As Yu aptly points out, “Robot training data should not be this expensive or scarce. Humans generate data constantly while working in the physical world. It’s everywhere. It just hasn’t been properly collected.”
Targeting Diverse Environments
Lumos is strategically deploying 10,000 FastUMI Pro units across six environments—industrial sites, homes, hotels, restaurants, shopping malls, and offices. The aim is to develop a rich, structured operational dataset that captures a wide array of task categories across these diverse settings.
Historically, data collection for embodied robotics has been confined to controlled environments, leading to datasets that often lack the diversity necessary for robust model training. By miniaturizing its toolkit, Lumos seeks to lower barriers and democratize data collection, enabling a broader spectrum of operational data.
The Integrated Loop: Collection, Training, and Deployment
At the core of Lumos’ system is a cohesive loop connecting data collection, training, and deployment.

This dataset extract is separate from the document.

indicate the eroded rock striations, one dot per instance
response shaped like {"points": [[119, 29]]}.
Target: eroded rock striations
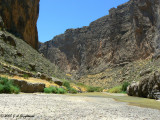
{"points": [[20, 18], [18, 24], [130, 32]]}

Using the FastUMI Pro, Lumos reported that its dual-arm robot, Mos, completed a factory quality inspection workflow—including data collection and policy training—in just five hours. When deployed in a real-world setting, this was accomplished in seven hours, showcasing FastUMI Pro’s effectiveness in operationalizing data.
Additionally, Lumos has introduced what it calls a “data supermarket,” where standardized portions of its datasets can be purchased, further enhancing data accessibility for developers.
Reframing Priorities: Focus on Data Infrastructure
While other companies may prioritily model architecture, Lumos is placing its bets on building a robust data infrastructure. As co-CTO Ding Yan noted, the success of any strong model hinges on a reliable data pipeline for production, evaluation, and filtering—an initiative that requires time and effort.
The Road Ahead for Embodied Intelligence
The challenges surrounding embodied intelligence will no doubt continue to evolve. However, what remains clear is that the potential for embodied systems hinges on the availability and diversity of real-world operational data. If Lumos succeeds in shifting the paradigm from centralized data collection to a distributed model, the implications for the field could be transformational.
By making operational data more abundant and standardized, Lumos could indeed bridge the gap between controlled demonstrations and real-world applications, unlocking the full potential of embodied intelligence.
As we look to the future, one question remains: Will Lumos’ approach become the gold standard in data collection, revolutionizing how we build and train embodied AI systems? Only time will tell, but their innovative methodologies are undoubtedly setting the stage for an exciting new chapter in the world of robotics.